Si l’association d’Études d’Harald Lander et de deux pièces de William Forsythe faisait sens sur le papier avec l’idée d’explorer l’évolution de l’utilisation de la technique classique dans l’histoire du ballet, ce programme de rentrée s’est avéré assez déroutant.

Tout d’abord, il y a Études, le bonheur de retrouver le corps de ballet dans ce qui, au départ, ne semble qu’une démonstration des gammes de la danse classique, et se transforme peu à peu en la passionnante histoire des coulisses d’une compagnie. Au centre de l’histoire, la ballerine interprétée par Héloïse Bourdon, dont c’est le premier rôle d’étoile sous les ors du Palais Garnier. Défi réussi pour la jeune femme: non seulement, elle a été brillante techniquement, pleine d’assurance mais elle a su donner une âme à sa danse : quelle délicatesse dans ses piétinés, quel beau travail sur le haut du corps et l’art de garder son sourire tout en maîtrisant les chausse-trappes de cette chorégraphie piégeuse.

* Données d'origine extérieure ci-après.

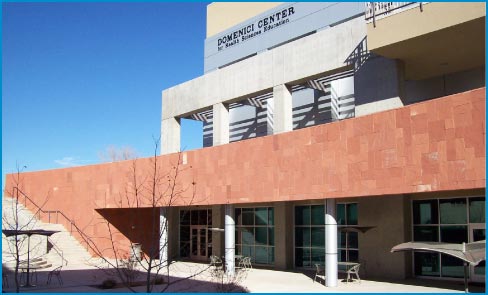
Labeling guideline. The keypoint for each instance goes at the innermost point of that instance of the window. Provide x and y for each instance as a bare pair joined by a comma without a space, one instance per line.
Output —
255,233
347,243
310,234
444,220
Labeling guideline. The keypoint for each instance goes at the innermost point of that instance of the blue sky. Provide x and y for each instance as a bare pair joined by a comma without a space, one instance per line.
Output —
79,77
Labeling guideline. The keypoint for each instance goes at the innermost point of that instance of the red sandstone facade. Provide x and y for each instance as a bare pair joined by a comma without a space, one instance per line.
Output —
432,146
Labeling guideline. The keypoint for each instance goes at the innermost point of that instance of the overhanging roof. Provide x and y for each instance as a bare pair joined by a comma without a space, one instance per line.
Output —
473,253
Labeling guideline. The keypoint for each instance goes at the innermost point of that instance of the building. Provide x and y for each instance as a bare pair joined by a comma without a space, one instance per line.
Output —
315,116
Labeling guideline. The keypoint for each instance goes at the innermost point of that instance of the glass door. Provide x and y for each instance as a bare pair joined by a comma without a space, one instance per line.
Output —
198,245
477,232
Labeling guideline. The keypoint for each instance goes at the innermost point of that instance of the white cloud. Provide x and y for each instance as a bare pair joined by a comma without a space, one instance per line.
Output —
68,162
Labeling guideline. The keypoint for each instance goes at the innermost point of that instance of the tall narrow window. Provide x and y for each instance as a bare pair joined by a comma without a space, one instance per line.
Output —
347,242
255,234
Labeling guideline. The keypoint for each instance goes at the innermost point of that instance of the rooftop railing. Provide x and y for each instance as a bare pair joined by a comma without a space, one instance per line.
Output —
379,10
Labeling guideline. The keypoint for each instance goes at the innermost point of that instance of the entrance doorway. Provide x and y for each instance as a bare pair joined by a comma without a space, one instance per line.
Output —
195,238
199,242
477,232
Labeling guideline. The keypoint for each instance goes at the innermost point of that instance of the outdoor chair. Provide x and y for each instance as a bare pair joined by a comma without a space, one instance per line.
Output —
33,276
353,271
319,271
57,273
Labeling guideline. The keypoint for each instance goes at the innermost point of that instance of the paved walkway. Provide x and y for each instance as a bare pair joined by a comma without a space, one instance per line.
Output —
82,278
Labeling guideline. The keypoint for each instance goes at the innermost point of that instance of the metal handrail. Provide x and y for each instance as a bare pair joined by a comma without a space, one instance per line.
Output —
59,252
49,212
375,10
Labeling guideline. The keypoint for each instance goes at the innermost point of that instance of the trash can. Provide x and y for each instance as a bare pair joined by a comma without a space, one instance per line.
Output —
135,252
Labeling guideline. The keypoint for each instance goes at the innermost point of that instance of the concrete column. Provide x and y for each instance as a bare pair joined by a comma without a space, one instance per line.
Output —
170,136
230,245
282,108
163,235
220,124
330,243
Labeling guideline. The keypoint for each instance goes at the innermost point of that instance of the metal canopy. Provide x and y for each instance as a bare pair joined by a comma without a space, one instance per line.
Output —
354,228
469,253
472,253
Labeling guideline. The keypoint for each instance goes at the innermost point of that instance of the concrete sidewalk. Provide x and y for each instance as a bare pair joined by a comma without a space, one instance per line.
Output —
84,279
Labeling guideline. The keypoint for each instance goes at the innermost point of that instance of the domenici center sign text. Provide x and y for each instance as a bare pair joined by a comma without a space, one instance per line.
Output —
256,28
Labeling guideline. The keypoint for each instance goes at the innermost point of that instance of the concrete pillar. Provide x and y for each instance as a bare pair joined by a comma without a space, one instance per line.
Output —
230,245
282,108
330,243
217,236
170,136
220,124
163,235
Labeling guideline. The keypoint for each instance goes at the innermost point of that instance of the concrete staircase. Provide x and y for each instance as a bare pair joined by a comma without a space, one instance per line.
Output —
59,249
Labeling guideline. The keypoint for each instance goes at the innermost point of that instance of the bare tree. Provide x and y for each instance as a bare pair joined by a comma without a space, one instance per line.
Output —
14,220
155,189
114,154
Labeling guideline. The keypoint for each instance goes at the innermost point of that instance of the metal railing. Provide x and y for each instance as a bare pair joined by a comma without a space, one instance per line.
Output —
378,10
56,213
59,252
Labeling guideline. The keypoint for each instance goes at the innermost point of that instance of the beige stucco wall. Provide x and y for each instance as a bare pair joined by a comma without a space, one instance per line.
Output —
413,23
224,15
323,52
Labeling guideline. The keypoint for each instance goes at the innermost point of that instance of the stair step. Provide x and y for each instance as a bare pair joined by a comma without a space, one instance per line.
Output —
72,250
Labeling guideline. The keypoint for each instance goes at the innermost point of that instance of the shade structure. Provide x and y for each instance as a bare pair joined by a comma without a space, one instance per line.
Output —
469,253
28,233
472,253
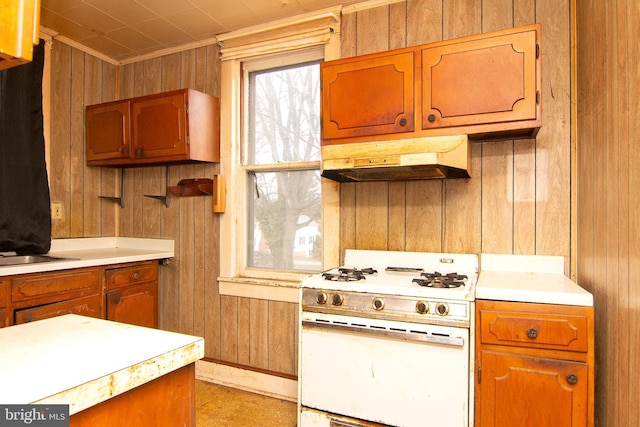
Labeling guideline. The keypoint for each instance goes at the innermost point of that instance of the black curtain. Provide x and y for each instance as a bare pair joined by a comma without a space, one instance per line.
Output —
25,212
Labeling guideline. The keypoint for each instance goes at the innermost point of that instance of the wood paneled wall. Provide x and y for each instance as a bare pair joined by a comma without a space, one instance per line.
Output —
518,199
608,208
257,333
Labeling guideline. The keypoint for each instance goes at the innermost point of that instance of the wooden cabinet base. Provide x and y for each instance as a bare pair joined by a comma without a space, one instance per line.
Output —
165,401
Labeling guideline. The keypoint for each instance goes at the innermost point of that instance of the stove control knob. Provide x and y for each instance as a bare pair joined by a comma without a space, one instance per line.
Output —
442,309
422,307
337,299
321,298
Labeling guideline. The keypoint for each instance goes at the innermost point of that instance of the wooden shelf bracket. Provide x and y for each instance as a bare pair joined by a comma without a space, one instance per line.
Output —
164,199
118,199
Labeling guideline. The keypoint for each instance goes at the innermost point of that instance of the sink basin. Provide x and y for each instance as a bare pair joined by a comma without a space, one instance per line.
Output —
30,259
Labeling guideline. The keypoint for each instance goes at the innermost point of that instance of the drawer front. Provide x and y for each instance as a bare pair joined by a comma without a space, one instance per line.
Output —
535,330
41,285
85,306
125,276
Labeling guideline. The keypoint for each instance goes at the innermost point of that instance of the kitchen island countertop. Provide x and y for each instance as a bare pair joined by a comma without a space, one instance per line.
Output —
95,251
525,278
83,361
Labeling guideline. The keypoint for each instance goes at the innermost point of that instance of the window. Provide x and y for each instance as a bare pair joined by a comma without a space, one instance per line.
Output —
262,253
282,161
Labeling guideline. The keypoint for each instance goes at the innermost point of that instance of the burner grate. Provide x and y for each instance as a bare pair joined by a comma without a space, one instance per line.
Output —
438,280
345,274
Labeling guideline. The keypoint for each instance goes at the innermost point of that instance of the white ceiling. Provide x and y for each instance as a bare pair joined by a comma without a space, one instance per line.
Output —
125,29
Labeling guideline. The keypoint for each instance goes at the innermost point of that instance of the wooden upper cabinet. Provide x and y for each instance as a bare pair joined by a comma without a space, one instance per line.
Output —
173,127
20,23
107,128
485,86
370,95
481,84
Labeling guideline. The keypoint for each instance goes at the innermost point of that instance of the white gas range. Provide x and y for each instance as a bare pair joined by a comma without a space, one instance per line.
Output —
385,340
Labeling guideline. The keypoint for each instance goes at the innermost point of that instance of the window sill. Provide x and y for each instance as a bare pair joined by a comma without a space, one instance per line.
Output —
273,290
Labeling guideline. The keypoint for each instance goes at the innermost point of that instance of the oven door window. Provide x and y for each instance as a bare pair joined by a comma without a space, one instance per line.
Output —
390,375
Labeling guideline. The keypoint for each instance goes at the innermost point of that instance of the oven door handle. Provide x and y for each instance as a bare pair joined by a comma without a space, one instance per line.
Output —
388,333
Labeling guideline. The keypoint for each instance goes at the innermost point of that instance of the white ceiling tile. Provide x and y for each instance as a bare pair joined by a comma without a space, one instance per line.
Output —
195,23
132,39
92,18
163,32
166,7
124,29
126,11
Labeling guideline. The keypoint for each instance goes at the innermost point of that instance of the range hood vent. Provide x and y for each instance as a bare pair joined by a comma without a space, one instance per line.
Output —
441,157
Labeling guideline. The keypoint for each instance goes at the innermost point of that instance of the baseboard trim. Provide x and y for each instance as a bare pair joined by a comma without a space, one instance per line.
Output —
245,379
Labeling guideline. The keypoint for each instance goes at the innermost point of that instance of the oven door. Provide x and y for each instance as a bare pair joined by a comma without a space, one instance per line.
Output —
395,373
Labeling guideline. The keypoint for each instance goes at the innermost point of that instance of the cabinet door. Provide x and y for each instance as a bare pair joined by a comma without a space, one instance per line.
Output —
41,288
524,391
85,306
137,305
489,80
368,96
108,131
160,126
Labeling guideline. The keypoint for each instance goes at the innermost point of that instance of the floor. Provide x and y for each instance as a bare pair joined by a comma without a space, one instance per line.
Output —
218,406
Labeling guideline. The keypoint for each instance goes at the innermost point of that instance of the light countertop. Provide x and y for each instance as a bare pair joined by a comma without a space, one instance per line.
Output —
83,361
89,252
525,278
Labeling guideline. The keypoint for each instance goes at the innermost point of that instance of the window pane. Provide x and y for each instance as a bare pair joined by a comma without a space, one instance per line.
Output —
285,115
285,219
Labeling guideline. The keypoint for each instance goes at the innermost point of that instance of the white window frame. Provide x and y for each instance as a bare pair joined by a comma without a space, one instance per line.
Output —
315,34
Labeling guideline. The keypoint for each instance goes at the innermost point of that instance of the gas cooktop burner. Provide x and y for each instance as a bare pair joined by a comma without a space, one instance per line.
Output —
438,280
345,274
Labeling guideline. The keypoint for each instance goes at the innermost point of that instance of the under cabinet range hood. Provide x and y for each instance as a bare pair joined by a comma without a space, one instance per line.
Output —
437,157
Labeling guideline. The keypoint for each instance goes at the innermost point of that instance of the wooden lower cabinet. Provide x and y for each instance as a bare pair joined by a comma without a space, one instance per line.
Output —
531,391
132,294
165,401
5,300
126,293
85,306
534,365
137,305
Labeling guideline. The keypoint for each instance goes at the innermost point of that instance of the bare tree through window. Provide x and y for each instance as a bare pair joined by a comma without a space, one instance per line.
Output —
284,133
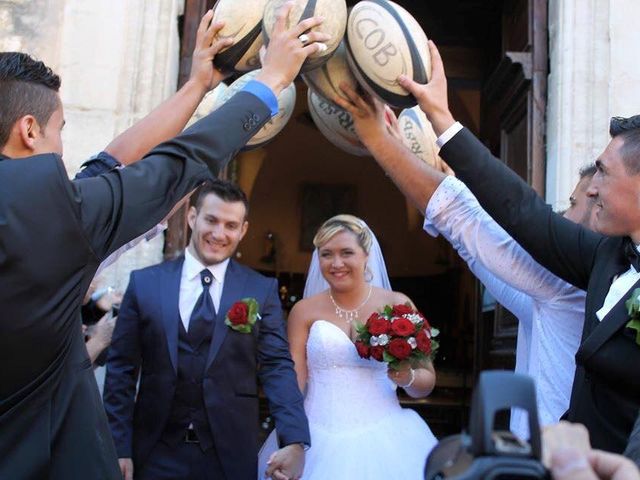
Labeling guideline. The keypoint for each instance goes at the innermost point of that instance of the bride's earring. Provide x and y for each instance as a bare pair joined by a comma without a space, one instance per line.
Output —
368,276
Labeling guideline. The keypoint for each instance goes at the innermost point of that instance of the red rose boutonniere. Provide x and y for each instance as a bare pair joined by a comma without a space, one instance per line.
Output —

Héloïse Bourdon avec Florian Magnenet et Audric Bezard

Héloïse Bourdon avec Florian Magnenet et Audric Bezard

Elle était une classe au-dessus de ses partenaires masculins Florian Magnenet et Audric Bezard qui ont pourtant délivré des prestations très propres. D’un point de vue purement esthétique, on ne peut guère rêver paire mieux assortie que les deux premiers danseurs: tous deux ont la silhouette du danseur noble idéal et il y a un contraste intéressant entre le côté ténébreux d’Audric Bezard et la personnalité plus solaire de Florian Magnenet qui permet de dramatiser leur relation avec la ballerine. Audric Bezard introduit une énergie sauvage dans sa danse, qui paraît presque incongrue par rapport au style du ballet. Florian Magnenet lutte avec ses tours en l’air et paraît plus à l’aise avec la petite batterie et les pirouettes. Le partenariat impromptu avec Héloïse Bourdon (il devait initialement danser avec Ludmila Pagliero) est encore perfectible : on n’atteint pas la qualité vue lors de la  répétition publique (avec Héloïse Bourdon et Fabien Reveillon) dans le pas de deux romantique inspiré de la Sylphide. On apprécie également le beau travail du corps de ballet: chez les dames, on remarque notamment Laura Hecquet et Charline Giezendanner, tandis que chez les messieurs, on est ébloui par ce festival de virtuosités.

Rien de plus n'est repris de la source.